A primeira parte da trinca de episódios batizada como "Em boa companhia", dedicada às parcerias de Vinicius, enfoca as músicas feitas com Carlos Lyra. Ele ouvia falar de Vinicius muito antes de conhecê-lo, pois seu pai o tinha como poeta favorito. Tornaram-se grandes amigos e até cúmplices, pois Carlinhos (como era chamado pelo parceiro) concebeu com Vinicius o rapto de Nelita Abreu Rocha, a jovem que se tornou a quinta mulher do poeta e foi levada para Paris com ajuda de Tom Jobim e Fernando Sabino. Em entrevista a João Máximo, Carlos Lyra conta histórias divertidas, mas também se recorda da "melancolia profunda, infinita" do amigo, que às vezes dizia querer "desencarnar". "Quando se apaixonava, era uma festa. Mas, quando se desapaixonava, era um funeral." Músicas de amor e também as políticas são ouvidas.

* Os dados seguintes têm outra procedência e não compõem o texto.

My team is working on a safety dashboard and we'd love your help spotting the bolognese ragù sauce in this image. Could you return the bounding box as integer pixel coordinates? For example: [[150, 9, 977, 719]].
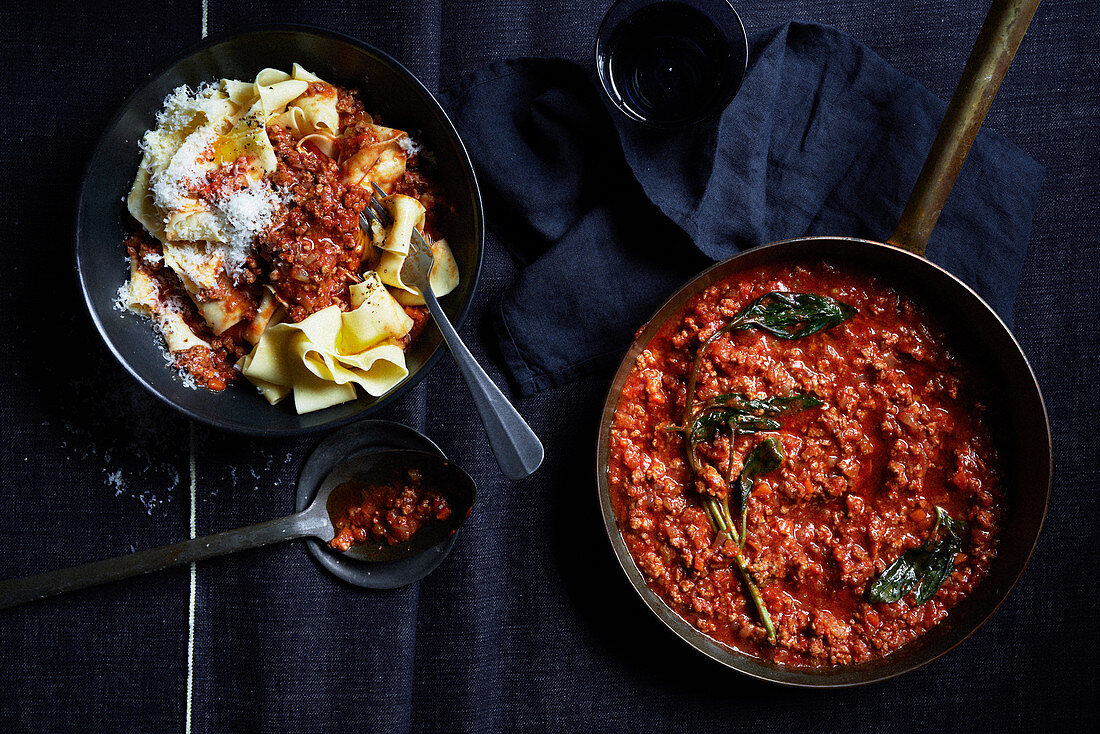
[[607, 262, 1005, 666], [328, 468, 452, 551], [260, 124, 369, 322]]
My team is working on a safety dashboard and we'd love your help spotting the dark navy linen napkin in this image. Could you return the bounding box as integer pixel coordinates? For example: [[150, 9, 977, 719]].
[[443, 21, 1045, 396]]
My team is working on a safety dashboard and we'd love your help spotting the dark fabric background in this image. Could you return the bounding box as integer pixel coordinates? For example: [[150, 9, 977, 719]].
[[447, 29, 1044, 396], [0, 1, 1096, 732]]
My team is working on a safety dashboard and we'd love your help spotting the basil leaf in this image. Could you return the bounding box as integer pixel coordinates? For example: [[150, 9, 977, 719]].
[[738, 394, 824, 415], [912, 535, 963, 604], [935, 505, 967, 538], [729, 415, 782, 433], [731, 292, 858, 340], [688, 393, 821, 442], [868, 550, 926, 603], [702, 393, 824, 416], [867, 506, 967, 605], [735, 438, 783, 546], [687, 408, 746, 442]]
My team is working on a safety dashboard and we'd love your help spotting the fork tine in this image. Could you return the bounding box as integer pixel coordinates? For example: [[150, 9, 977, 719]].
[[369, 197, 391, 225], [412, 228, 432, 251], [369, 180, 431, 249]]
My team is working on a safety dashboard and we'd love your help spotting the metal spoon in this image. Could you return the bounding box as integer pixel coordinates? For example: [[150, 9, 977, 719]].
[[363, 188, 545, 480], [0, 449, 476, 610]]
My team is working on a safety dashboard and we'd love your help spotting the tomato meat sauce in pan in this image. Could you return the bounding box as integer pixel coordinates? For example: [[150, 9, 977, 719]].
[[607, 262, 1004, 666]]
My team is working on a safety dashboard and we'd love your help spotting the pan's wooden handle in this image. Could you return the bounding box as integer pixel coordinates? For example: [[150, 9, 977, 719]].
[[888, 0, 1040, 257]]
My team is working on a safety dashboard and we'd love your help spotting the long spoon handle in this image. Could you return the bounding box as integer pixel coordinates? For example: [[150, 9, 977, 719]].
[[422, 286, 544, 480], [888, 0, 1041, 256], [0, 511, 329, 611]]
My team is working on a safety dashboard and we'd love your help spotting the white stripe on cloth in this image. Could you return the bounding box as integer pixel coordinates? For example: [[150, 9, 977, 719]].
[[185, 421, 198, 734], [188, 8, 207, 732]]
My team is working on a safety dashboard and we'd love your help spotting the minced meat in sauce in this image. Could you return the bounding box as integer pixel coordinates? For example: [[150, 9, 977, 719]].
[[258, 124, 368, 323], [607, 262, 1004, 666], [328, 468, 452, 550]]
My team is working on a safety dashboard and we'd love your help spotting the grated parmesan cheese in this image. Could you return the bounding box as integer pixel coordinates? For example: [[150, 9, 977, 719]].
[[209, 178, 280, 276], [114, 283, 132, 313], [139, 84, 214, 170], [150, 82, 217, 130], [397, 135, 422, 156], [149, 126, 216, 212], [160, 342, 200, 391]]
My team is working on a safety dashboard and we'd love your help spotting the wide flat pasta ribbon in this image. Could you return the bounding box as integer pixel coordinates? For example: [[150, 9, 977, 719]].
[[291, 85, 340, 134], [122, 263, 209, 354], [162, 241, 223, 291], [389, 238, 461, 306], [216, 98, 278, 173], [298, 132, 338, 158], [372, 195, 461, 305], [255, 68, 309, 119], [375, 194, 423, 295], [269, 107, 308, 137], [342, 123, 410, 191], [238, 273, 414, 413]]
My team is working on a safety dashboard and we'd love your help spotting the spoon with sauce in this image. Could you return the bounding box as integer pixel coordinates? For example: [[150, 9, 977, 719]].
[[0, 449, 476, 610]]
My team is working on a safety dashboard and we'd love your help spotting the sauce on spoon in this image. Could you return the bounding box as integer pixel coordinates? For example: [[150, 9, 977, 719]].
[[327, 466, 453, 551]]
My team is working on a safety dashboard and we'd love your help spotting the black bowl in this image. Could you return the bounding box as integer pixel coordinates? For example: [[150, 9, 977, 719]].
[[74, 26, 484, 436]]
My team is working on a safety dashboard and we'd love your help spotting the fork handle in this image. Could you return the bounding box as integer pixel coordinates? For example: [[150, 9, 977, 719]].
[[422, 289, 544, 479]]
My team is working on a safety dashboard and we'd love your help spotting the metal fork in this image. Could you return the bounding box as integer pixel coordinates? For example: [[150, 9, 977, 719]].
[[362, 182, 543, 480]]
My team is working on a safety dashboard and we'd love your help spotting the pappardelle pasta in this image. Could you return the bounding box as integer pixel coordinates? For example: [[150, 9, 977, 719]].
[[119, 65, 459, 414]]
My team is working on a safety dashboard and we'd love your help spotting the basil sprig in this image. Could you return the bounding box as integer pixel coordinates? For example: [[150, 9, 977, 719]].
[[673, 291, 856, 644], [688, 394, 823, 445], [868, 507, 967, 605]]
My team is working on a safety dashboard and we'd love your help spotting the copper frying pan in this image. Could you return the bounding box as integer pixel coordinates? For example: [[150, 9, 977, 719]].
[[595, 0, 1050, 686]]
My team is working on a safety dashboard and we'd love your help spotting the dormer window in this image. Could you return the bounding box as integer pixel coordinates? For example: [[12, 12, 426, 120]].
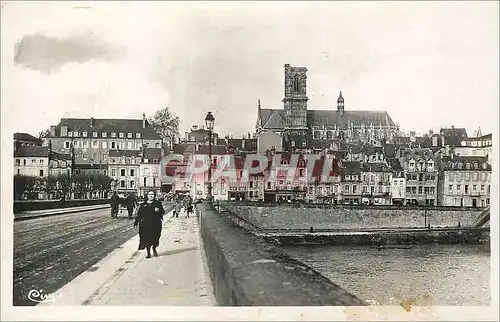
[[482, 163, 487, 170], [119, 132, 124, 138], [136, 133, 141, 139], [111, 132, 116, 138], [82, 131, 88, 137], [102, 132, 107, 138], [68, 132, 73, 137], [153, 159, 159, 163], [474, 163, 478, 169], [73, 131, 79, 137], [466, 163, 471, 169], [93, 132, 98, 137], [127, 133, 133, 138], [457, 162, 463, 169]]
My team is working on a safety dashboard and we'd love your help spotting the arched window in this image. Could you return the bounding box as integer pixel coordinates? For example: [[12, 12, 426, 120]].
[[292, 74, 300, 93]]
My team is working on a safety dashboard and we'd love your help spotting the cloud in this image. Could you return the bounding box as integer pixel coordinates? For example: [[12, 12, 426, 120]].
[[14, 33, 123, 74], [1, 1, 498, 139], [2, 59, 170, 136]]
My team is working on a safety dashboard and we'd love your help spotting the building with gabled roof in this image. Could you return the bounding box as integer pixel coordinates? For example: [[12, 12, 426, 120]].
[[43, 114, 163, 165]]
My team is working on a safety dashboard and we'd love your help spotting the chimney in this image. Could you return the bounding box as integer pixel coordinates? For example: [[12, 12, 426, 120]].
[[61, 125, 68, 137], [242, 139, 246, 150], [248, 132, 251, 139], [185, 132, 189, 141], [50, 125, 56, 137], [48, 139, 52, 154], [90, 117, 94, 128], [429, 129, 434, 137], [142, 113, 146, 128]]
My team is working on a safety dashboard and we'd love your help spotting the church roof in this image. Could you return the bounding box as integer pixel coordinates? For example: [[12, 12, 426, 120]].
[[258, 108, 396, 129]]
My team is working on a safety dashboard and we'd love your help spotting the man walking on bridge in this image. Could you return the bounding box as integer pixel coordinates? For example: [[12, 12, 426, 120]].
[[110, 192, 120, 218]]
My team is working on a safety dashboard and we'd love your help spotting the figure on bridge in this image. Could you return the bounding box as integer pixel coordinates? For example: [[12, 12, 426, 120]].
[[110, 192, 120, 218], [125, 193, 138, 219], [134, 190, 165, 258]]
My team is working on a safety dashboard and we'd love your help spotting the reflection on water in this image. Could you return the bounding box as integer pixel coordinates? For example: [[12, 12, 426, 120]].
[[283, 244, 490, 306]]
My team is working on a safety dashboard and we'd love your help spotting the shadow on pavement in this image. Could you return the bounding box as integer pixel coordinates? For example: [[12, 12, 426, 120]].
[[157, 246, 198, 258]]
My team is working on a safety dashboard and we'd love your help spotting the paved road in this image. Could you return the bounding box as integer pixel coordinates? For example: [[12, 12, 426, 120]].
[[13, 205, 171, 306]]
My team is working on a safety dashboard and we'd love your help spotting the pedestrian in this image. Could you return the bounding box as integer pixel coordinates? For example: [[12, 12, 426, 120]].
[[134, 190, 165, 258], [110, 192, 120, 218], [175, 198, 181, 218], [125, 193, 136, 219]]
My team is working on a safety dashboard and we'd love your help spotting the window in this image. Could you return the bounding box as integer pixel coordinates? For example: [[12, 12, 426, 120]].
[[111, 169, 116, 176], [481, 185, 485, 191], [406, 187, 411, 193], [353, 185, 357, 193], [102, 141, 107, 149], [153, 159, 159, 163], [111, 142, 116, 149], [120, 180, 125, 188], [17, 169, 20, 174], [39, 169, 44, 176], [473, 172, 479, 181], [74, 131, 79, 137], [15, 159, 20, 165], [130, 169, 135, 177], [267, 182, 272, 189], [153, 178, 156, 186], [465, 185, 469, 193], [111, 132, 116, 138], [83, 141, 89, 148], [130, 180, 135, 188], [65, 141, 71, 148], [83, 154, 88, 159], [128, 142, 133, 150], [144, 178, 147, 186], [92, 141, 98, 148], [344, 185, 350, 193], [40, 159, 44, 165], [102, 132, 107, 138], [32, 159, 36, 164], [82, 131, 88, 137], [473, 185, 477, 191], [93, 132, 98, 137], [418, 186, 423, 194], [121, 169, 126, 176], [127, 133, 133, 138], [119, 132, 124, 138], [136, 133, 141, 139], [457, 184, 461, 191]]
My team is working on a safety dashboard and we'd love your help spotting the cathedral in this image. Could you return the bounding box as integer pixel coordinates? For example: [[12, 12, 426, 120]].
[[256, 64, 401, 151]]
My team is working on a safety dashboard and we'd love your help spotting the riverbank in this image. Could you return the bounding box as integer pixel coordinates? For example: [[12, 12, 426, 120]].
[[258, 227, 490, 247]]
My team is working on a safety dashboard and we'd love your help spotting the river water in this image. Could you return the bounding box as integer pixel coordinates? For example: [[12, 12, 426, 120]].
[[283, 244, 490, 306]]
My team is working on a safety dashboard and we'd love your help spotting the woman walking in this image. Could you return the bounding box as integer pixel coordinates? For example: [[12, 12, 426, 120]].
[[134, 190, 165, 258]]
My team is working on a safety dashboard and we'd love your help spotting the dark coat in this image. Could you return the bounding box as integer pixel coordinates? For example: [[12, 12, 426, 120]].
[[110, 194, 120, 206], [134, 200, 165, 249], [125, 194, 136, 209]]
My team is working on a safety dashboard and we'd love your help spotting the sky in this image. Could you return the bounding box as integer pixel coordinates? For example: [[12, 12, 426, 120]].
[[1, 1, 498, 139]]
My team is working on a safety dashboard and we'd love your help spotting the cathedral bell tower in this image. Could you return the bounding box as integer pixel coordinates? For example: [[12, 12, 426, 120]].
[[337, 91, 344, 115], [282, 64, 309, 151], [283, 64, 308, 130]]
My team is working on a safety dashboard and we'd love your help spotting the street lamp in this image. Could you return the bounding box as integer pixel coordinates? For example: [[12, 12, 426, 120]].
[[205, 112, 215, 202]]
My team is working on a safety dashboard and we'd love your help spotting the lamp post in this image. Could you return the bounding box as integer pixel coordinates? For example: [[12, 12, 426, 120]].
[[205, 112, 215, 202]]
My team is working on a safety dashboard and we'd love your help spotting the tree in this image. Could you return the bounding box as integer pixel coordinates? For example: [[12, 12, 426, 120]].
[[13, 175, 36, 200], [149, 106, 180, 143], [38, 129, 50, 140]]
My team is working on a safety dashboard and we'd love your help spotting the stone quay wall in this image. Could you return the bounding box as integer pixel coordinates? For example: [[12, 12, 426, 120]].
[[197, 203, 365, 306], [222, 203, 485, 230]]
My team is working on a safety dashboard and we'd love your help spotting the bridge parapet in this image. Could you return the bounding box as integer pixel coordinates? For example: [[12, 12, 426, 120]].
[[197, 203, 365, 306]]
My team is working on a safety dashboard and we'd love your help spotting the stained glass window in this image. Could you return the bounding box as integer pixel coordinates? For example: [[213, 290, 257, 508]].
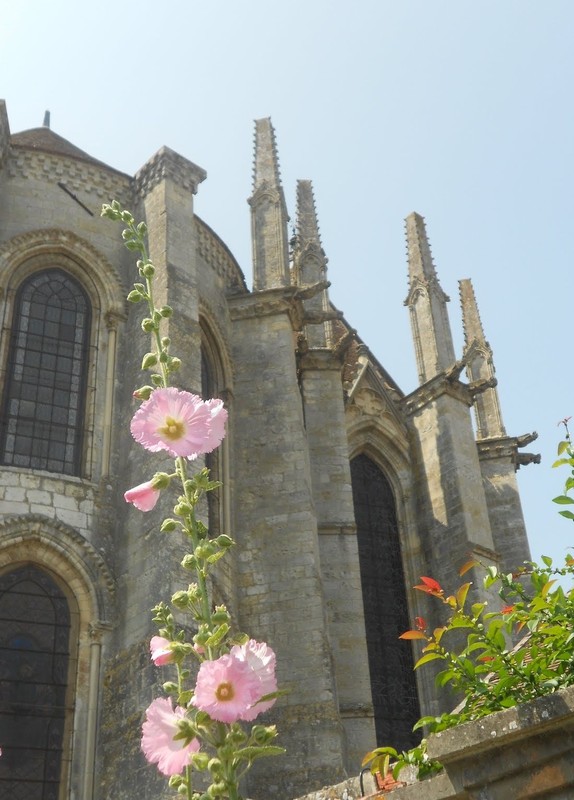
[[0, 269, 91, 475], [350, 454, 421, 750], [0, 565, 72, 800]]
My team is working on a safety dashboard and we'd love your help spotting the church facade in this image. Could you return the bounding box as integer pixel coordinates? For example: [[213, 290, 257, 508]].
[[0, 100, 536, 800]]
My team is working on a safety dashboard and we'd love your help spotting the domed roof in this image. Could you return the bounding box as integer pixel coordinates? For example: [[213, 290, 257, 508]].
[[11, 126, 124, 174]]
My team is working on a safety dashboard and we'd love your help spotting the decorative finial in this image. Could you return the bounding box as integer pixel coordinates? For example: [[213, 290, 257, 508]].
[[43, 110, 51, 128]]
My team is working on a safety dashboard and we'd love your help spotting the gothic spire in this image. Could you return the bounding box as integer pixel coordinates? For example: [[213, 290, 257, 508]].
[[294, 179, 331, 347], [296, 178, 322, 247], [249, 118, 290, 291], [252, 117, 282, 190], [460, 278, 506, 439], [404, 212, 456, 383]]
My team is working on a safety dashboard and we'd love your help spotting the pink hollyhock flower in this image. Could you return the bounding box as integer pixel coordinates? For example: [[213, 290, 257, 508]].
[[150, 636, 175, 666], [141, 697, 199, 776], [130, 387, 227, 459], [192, 653, 260, 723], [124, 480, 160, 512], [231, 640, 277, 721]]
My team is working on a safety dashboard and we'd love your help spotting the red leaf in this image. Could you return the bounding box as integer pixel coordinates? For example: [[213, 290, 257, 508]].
[[414, 576, 444, 595], [399, 630, 427, 640]]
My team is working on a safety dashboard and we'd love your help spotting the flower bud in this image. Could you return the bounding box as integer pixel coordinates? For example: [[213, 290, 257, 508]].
[[127, 289, 144, 303], [171, 590, 190, 609], [141, 352, 158, 369], [207, 758, 223, 777], [174, 501, 192, 516], [133, 385, 154, 401], [181, 554, 198, 570], [141, 318, 156, 333], [251, 724, 277, 745], [101, 203, 121, 220], [161, 337, 171, 348], [136, 221, 148, 236], [159, 351, 169, 363], [190, 752, 210, 771], [151, 373, 164, 386], [215, 534, 234, 549], [162, 681, 178, 694], [142, 263, 155, 277], [151, 472, 171, 490], [211, 608, 230, 624], [160, 305, 174, 318], [121, 210, 134, 224], [168, 357, 182, 372], [160, 518, 178, 532]]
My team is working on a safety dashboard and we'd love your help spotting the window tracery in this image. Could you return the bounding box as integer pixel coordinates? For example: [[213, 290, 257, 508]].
[[0, 269, 91, 475], [0, 565, 72, 800], [350, 453, 421, 750]]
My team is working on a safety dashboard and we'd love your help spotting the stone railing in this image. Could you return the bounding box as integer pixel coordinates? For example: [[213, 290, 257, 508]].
[[292, 685, 574, 800]]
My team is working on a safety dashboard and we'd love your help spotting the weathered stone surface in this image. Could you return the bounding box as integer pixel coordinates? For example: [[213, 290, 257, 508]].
[[0, 103, 535, 800]]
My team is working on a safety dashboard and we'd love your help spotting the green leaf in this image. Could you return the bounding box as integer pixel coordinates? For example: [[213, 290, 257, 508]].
[[204, 623, 230, 647], [541, 555, 553, 568], [234, 745, 286, 762], [456, 582, 471, 609], [415, 652, 444, 669], [552, 457, 574, 468], [552, 495, 574, 505], [559, 510, 574, 520], [558, 440, 570, 455]]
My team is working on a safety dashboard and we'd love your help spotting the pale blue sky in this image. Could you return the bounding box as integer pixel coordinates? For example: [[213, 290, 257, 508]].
[[1, 1, 573, 571]]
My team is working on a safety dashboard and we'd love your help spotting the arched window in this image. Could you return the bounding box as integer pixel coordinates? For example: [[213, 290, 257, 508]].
[[350, 453, 420, 750], [0, 565, 73, 800], [201, 344, 221, 536], [0, 269, 91, 476]]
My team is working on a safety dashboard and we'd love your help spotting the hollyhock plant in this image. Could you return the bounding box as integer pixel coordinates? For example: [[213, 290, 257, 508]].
[[102, 201, 282, 800], [141, 697, 200, 777], [150, 636, 175, 666], [124, 480, 160, 512], [130, 387, 227, 459]]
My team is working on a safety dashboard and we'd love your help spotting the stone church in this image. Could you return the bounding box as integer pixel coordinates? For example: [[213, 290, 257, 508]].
[[0, 99, 536, 799]]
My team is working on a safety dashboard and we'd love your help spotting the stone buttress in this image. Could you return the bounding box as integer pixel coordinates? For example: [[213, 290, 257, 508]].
[[228, 121, 348, 798], [294, 179, 375, 770], [459, 278, 534, 573]]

No início do programa, outros parceiros como Tom Jobim, Baden Powell, Chico Buarque, Toquinho, Francis Hime, Edu Lobo e João Bosco falam da generosidade de Vinicius e da importância que ele dava às amizades.

Em boa companhia - 2ª parte

Francis Hime poderia ter se tornado engenheiro; Edu Lobo estudava Direito e cogitava ser diplomata; Chico Buarque mirava na arquitetura. Os três tiveram suas rotas de vida definitivamente desviadas para a música graças a Vinicius de Moraes. Os dois primeiros fizeram as primeiras parcerias com o poeta na casa de Olivia Hime, em Petrópolis. Para Chico, Vinicius era presença frequente em sua casa, por causa da amizade com seu pai, Sérgio Buarque de Holanda ("Ele era adorado lá em casa, um herói"). Os três dão depoimentos neste programa, no qual se ouvem algumas das criações que o letrista fez com eles: entre outras, Sem mais adeus e Teresa sabe sambar (com Francis); Só me fez bem e Canto triste (com Edu); Valsinha e Desalento(com Chico).

 

Em boa companhia - 3ª parte

O programa aborda outras parcerias de Vinicius, menos constantes, mas também significativas. O grande amigo Cyro Monteiro, o maestro Moacir Santos (foto), a cantora Alaíde Costa e os jovens (quando conheceram o poeta) João Bosco e Vicente Barreto estão entre elas. Ainda se lembra a história de Bom dia, tristeza, cujos versos foram entregues por Aracy de Almeida a Adoniran Barbosa, que criou a melodia sem conhecer Vinicius, fato raro na vida de um letrista que gostava de compor junto com os parceiros.

Pobre menina rica

O musical Pobre menina rica começou a nascer após Vinicius ver um mendigo sodomizando outro e, pouco depois, receber uma leva de melodias de Carlos Lyra em que enxergou um encadeamento. Em maio de 1963, em forma de recital, a história estreou na boate Au Bon Gourmet, no Rio, com Lyra e Nara Leão. Na hora de se gravar o disco, um ano depois, Dulce Nunes foi a cantora, já que Nara estava impedida por questões contratuais. A então pouco conhecida Elis Regina foi vetada por Tom Jobim, que acabou cedendo seu lugar de diretor musical a Radamés Gnattali. Até hoje Pobre menina rica não foi encenada como musical, apenas como recital. Este programa apresentado por João Máximo recupera toda a história, que gerou grandes músicas como Maria MoitaSabe você e A primavera.